Students are required to earn twenty community service hours per year as well as one hundred learner development hours through clubs and activities. They may choose from several electives such as Intro to Software Engineering, Zoology, and even Entrepreneurship.

== School year ==
The MUIDS school year begins in August and ends in June. It consists of one hundred and eighty school days stretched across four quarters. The school observes Thai and Buddhist holidays as well as certain Western holidays.

The academic program is organized on a period schedule. Classes are year-long; each period meets anywhere from one to five times a week. MUIDS students earn a minimum of 81 credits over a three-year period. They must earn at least 27 credits every school year.

At the end of the school year students and teachers participate in “Week Without Walls,” spending a week of school outside of the classroom learning in a non-conventional environment. This one-week trip always takes place outside the city of Bangkok.

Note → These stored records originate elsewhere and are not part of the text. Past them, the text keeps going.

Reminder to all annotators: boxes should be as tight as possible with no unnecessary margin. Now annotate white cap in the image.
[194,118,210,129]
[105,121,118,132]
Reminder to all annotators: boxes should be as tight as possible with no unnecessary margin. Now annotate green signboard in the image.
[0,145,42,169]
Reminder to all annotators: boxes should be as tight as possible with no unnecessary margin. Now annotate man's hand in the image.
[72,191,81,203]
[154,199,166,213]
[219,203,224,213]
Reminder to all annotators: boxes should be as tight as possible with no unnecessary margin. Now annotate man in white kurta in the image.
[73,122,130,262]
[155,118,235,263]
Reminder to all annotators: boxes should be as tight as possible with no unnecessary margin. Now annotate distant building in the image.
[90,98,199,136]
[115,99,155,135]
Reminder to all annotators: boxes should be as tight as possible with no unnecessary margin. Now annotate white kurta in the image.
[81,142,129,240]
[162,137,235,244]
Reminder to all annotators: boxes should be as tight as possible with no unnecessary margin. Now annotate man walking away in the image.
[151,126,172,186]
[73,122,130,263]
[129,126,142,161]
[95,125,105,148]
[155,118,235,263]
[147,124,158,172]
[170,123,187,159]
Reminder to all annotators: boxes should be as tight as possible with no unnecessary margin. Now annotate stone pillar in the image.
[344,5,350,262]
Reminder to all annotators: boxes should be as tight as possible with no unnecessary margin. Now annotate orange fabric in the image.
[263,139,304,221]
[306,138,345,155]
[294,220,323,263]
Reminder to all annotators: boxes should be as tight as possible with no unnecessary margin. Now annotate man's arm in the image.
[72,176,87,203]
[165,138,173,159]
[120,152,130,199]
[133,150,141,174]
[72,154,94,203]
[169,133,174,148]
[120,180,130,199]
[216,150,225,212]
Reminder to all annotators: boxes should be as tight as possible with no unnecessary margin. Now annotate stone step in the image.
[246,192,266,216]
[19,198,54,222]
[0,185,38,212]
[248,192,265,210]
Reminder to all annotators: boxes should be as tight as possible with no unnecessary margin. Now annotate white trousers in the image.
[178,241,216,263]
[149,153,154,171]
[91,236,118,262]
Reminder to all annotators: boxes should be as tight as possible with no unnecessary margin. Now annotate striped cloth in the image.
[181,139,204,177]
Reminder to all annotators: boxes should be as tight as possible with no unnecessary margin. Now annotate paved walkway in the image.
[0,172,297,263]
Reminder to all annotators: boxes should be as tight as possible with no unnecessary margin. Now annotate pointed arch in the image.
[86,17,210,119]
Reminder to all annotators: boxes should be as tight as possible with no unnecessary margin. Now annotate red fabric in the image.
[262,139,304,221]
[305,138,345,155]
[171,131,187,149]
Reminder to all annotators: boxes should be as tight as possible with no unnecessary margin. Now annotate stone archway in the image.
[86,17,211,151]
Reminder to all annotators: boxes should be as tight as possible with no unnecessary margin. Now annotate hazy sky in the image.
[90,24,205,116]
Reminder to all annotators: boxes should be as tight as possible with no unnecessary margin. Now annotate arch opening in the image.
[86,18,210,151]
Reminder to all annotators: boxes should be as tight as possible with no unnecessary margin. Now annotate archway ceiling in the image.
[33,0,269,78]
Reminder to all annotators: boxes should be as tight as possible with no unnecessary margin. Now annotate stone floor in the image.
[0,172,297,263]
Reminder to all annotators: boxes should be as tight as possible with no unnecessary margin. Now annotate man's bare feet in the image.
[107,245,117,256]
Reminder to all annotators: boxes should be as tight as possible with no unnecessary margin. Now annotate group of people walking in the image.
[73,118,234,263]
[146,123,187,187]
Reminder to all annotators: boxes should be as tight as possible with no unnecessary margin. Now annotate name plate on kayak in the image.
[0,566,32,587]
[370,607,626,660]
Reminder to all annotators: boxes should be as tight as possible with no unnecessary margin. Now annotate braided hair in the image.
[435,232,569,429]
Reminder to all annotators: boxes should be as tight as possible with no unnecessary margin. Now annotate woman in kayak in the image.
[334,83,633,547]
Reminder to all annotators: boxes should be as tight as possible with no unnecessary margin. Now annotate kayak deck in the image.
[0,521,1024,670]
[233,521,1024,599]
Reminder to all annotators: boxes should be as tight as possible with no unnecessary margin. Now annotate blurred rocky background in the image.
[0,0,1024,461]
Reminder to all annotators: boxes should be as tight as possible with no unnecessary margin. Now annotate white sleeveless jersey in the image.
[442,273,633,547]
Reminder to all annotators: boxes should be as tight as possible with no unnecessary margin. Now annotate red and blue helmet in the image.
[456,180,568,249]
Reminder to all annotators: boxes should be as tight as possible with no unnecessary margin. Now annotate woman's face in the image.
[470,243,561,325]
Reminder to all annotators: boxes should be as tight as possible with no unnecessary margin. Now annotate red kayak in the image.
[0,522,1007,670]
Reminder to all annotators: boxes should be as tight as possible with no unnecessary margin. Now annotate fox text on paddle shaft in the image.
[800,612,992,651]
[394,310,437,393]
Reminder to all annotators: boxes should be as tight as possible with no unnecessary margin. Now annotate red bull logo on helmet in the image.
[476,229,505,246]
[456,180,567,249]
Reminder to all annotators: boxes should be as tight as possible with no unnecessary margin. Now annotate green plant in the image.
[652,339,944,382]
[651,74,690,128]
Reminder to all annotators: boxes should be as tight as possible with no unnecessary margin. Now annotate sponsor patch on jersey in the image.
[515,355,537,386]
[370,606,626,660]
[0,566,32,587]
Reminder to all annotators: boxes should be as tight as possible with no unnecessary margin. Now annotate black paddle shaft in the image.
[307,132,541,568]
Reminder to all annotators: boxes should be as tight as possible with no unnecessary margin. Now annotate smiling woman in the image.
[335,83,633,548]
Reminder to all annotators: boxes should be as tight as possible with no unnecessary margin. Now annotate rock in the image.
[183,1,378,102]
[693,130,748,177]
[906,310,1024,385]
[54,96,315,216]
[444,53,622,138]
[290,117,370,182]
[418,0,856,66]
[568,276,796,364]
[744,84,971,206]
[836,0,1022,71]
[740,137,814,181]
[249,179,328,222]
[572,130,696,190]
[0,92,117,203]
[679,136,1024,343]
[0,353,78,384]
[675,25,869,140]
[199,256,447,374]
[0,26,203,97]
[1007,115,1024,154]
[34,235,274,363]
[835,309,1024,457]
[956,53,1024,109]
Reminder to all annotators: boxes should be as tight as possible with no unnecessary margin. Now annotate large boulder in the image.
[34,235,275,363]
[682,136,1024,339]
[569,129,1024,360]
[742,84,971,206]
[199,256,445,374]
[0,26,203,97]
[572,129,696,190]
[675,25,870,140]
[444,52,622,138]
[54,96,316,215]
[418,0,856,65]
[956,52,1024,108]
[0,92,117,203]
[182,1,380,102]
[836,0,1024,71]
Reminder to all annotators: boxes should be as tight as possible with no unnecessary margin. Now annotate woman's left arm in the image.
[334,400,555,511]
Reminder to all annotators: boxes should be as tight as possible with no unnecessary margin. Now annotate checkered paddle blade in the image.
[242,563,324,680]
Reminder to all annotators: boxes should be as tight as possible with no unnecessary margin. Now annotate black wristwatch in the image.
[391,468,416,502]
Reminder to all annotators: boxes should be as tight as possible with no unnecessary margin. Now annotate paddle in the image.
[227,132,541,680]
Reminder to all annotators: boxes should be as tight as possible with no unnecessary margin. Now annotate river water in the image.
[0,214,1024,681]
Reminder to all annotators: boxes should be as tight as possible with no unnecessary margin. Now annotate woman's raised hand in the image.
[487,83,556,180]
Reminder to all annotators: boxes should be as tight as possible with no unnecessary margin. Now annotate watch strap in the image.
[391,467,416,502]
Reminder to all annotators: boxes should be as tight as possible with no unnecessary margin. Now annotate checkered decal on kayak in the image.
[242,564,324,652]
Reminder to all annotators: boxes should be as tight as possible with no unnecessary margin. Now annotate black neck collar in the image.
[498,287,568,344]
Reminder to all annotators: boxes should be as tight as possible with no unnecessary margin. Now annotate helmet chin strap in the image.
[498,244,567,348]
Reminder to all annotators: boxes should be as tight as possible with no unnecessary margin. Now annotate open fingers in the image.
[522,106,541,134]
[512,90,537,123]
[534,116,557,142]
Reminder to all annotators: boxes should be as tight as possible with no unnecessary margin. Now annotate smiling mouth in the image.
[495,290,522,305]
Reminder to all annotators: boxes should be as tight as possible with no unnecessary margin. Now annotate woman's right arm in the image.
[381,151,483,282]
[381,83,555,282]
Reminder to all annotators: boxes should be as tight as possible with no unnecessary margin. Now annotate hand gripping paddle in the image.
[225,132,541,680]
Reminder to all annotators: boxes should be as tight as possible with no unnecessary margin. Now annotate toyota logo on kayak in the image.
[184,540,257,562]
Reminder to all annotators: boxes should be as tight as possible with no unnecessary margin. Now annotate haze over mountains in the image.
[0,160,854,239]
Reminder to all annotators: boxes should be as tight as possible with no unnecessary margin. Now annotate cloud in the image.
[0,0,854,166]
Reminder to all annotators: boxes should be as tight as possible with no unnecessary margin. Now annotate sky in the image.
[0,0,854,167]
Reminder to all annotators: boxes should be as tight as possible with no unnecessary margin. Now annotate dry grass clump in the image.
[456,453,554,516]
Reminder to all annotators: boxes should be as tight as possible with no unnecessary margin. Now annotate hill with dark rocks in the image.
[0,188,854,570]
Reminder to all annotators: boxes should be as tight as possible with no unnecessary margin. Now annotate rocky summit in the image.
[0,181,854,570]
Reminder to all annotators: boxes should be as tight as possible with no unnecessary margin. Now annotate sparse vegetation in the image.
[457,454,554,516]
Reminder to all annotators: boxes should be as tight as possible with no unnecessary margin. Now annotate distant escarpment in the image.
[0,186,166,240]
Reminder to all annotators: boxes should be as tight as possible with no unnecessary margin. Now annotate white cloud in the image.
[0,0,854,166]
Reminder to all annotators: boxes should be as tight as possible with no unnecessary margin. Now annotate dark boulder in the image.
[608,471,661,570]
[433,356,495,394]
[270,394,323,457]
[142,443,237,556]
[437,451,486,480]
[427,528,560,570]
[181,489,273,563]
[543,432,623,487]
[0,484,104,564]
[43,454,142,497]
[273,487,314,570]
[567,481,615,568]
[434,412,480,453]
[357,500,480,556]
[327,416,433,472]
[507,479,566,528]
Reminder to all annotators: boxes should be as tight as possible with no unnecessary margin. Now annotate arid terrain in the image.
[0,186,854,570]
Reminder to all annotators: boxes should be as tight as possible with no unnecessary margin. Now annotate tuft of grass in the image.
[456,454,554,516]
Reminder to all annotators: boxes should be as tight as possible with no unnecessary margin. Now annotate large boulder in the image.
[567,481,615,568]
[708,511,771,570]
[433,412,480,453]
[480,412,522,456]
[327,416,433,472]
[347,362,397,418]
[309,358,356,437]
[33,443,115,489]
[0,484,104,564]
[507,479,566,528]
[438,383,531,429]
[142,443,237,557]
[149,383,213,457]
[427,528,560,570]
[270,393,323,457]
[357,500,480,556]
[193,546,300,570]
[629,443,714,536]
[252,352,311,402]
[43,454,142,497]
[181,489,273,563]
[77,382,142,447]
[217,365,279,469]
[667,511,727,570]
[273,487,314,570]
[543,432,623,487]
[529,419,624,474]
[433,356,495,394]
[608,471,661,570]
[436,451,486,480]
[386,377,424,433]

== Extracurricular activities ==
The student activities program is designed to complement and enrich the academic program as well as provide avenues for further development. More than thirty after school activities and clubs are available for students. Among them are MUIDS Journalism Club, Model United Nations, Junior Achievement, and Yearbook. MUIDS sports teams compete with other schools throughout Thailand. Thai students can also join ROTC.

== Faculty ==
67 faculty members work at MUIDS. Roughly one third are Thai nationals, one third are Americans, and around ten percent are British. Remaining teachers come from Bangladesh, India, Pakistan, Russia, South Africa, Columbia, Bhutan, Uganda, France, Iran, the Philippines, and Canada. Over a third hold master's degrees and teaching qualifications.

== Student body ==
823 students currently attend MUIDS of which the majority are Thai. Just over 80% of them live in the greater Bangkok area, while the remaining Thai students come from other Thai provinces. Non-Thai students include those of Japanese, Taiwanese, Chinese, Vietnamese, Korean, British, and American nationalities, as well as students of mixed Thai heritage.